デザイン美術科の美術研修旅行もこの後、8時20分に出発である。

朝5時45分というとんでもなく早い時間の集合にもかかわらず、皆さん完璧な集合である。これだけ人数がいれば1人や2人くらい遅刻しても不思議ではない。しかしながら、毎年この修学旅行に関しては、完璧な集合である。

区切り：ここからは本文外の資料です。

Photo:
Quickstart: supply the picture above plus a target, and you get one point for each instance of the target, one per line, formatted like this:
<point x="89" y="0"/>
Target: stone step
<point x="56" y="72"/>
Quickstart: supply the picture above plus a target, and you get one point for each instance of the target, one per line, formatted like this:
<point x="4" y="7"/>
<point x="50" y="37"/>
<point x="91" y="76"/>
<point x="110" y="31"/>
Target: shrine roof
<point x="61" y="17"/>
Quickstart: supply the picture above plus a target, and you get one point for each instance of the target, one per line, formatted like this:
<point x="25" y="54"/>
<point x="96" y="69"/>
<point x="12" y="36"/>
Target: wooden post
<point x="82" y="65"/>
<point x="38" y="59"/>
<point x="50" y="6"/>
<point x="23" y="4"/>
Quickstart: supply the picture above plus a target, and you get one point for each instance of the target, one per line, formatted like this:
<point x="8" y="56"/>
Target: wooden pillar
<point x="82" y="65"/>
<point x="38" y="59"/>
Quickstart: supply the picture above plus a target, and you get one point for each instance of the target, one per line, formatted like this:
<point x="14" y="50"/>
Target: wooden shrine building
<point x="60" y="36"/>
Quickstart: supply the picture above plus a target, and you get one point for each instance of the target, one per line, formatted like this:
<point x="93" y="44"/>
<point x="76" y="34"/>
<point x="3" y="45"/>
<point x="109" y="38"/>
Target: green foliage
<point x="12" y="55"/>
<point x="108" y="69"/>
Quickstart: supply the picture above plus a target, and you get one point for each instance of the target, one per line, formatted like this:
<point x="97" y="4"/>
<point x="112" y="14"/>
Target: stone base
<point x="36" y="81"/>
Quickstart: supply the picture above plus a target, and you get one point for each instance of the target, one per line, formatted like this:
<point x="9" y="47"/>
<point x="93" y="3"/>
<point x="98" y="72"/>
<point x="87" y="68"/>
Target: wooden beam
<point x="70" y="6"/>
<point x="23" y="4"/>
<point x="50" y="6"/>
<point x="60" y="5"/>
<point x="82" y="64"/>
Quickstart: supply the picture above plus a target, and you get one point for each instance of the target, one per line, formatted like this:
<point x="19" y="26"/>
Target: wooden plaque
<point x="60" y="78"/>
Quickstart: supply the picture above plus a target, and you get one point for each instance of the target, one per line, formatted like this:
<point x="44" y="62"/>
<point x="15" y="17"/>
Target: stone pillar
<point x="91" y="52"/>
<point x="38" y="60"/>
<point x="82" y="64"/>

「ハレ」と「ケ」という言葉がある。「ケ」は日常、「ハレ」は非日常と言えば良いだろうか。
「晴れ着」とか「晴れの舞台」というのもここから来ているらしい。

毎日毎日、学業や部活動等で、意外と忙しい高校生である。
授業も課題も練習もなく、友達と一緒に過ごす数日間はワクワクであろう。

引率する先生方にもいつもとちがうほっこりとした表情がうかがえる。

  

道中、滞在中、充分に健康・安全には気をつけていただきたいものの、非日常の中に身を置いて、リラックスして楽しむとともに、たくさんのものと出会い、広い意味で学んできてほしいものである。

本日はここまで。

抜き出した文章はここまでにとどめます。